The facilities were very modern. As was the case during the war, they made use of gasoline to combat the prosperous colonies of lice (I could write a treatise on the habits and behaviors of bugs!). The unfortunate mentally ill patients and even the epileptics were, willingly or unwillingly, attached by chains to rings on the walls. And when this wasn’t sufficient (and sometimes it wasn’t), the old “nurses,” who were completely worn out by their work, thrashed them pitilessly with sticks. But their victims, weakened by deprivation and moral distress, didn’t even think of revenge. The food surpassed anything that a sadist could imagine. It will suffice to say that I myself was assigned to cut up old, leathery, skeletal meat, including [the animals’] heads. The bureaucrats, who possessed an honesty that was above all suspicion, model citizens, who were certainly irreproachable, pocketed the difference between their real costs and the ones they declared. This was watched by their poor employees, who bow down today due to fear and tomorrow will perhaps cry out between their [employers’] claws.
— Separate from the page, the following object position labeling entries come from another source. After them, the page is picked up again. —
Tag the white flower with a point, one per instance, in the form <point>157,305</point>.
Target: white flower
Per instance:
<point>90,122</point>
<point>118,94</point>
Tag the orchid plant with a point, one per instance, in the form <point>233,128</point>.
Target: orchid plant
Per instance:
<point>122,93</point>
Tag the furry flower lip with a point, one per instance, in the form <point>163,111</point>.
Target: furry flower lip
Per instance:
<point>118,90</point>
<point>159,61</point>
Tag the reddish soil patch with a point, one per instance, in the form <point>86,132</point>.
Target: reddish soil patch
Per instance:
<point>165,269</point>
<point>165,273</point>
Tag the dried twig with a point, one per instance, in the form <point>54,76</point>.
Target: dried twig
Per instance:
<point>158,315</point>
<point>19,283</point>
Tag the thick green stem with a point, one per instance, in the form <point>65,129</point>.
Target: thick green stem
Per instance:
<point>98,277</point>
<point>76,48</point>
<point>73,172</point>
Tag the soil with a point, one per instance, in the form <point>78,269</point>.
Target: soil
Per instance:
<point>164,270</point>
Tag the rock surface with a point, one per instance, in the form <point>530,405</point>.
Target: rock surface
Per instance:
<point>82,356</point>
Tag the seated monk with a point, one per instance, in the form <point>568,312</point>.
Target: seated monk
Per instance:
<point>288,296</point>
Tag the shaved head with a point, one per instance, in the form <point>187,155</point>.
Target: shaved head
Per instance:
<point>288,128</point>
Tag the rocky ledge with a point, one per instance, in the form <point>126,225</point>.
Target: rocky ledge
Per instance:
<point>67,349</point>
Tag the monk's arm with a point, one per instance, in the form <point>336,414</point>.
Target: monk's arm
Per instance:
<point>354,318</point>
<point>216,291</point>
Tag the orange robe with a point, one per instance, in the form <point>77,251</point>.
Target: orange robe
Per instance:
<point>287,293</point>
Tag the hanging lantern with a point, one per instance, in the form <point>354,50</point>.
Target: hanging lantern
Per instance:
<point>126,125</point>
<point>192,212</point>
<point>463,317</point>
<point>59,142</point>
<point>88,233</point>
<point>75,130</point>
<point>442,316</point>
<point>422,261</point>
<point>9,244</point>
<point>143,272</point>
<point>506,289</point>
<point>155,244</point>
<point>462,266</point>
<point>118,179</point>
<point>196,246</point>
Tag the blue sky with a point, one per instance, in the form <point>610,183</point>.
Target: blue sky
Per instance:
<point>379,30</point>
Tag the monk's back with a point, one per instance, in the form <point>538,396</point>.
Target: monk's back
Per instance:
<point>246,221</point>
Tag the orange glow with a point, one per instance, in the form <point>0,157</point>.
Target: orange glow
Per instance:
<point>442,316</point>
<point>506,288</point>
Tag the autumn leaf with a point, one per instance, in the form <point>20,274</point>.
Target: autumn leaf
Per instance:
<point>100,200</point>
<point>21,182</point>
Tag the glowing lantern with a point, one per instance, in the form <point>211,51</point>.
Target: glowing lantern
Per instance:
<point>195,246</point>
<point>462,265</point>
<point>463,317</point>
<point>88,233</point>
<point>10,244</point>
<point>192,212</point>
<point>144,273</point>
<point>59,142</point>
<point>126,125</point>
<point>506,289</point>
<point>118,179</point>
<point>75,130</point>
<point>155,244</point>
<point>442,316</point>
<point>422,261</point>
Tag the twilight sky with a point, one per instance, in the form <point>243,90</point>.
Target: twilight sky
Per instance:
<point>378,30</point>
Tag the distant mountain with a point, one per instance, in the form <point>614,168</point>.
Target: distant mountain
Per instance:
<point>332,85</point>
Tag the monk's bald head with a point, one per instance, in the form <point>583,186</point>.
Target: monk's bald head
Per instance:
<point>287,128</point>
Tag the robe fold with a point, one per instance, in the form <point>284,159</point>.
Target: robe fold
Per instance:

Thus, I went from the frying pan into the fire. At the end of three months, I was truly fed up with this horrible asylum, the fetid odor of urine and excrement, the unpunished maliciousness of my colleagues, and especially the continual whimpering coming from the rooms, which I could hear while I slept and which resonated in my ears as soon as I woke up. Comparison with a snake pit truly doesn’t seem excessive to me. Fortunately, upon my arrival, I gave them a false name, close to my real one, but made-up. This precaution proved useful; it permitted me a strategic escape without suffering any adverse consequences. Nevertheless, before I took off, I decided to commit an act that was, no doubt, crazy, but necessary to be able to live without the disagreeable company of repressed anger. I am not ashamed to affirm that I acted upon a whim, but it didn’t lack grandeur. I audaciously started a fire that destroyed, among other things, the brand-new car of that bastard, the under-director, but that wasn’t my only victim (not counting an almost-human, age-old tree). Thanks to the panic that ensued, I cleverly reached the exit and ran out without my stuff. It was September 1954: I had finally regained my freedom.


[1] Translator: English in original.

[2] Translator: Neapolitan dialect for street urchins.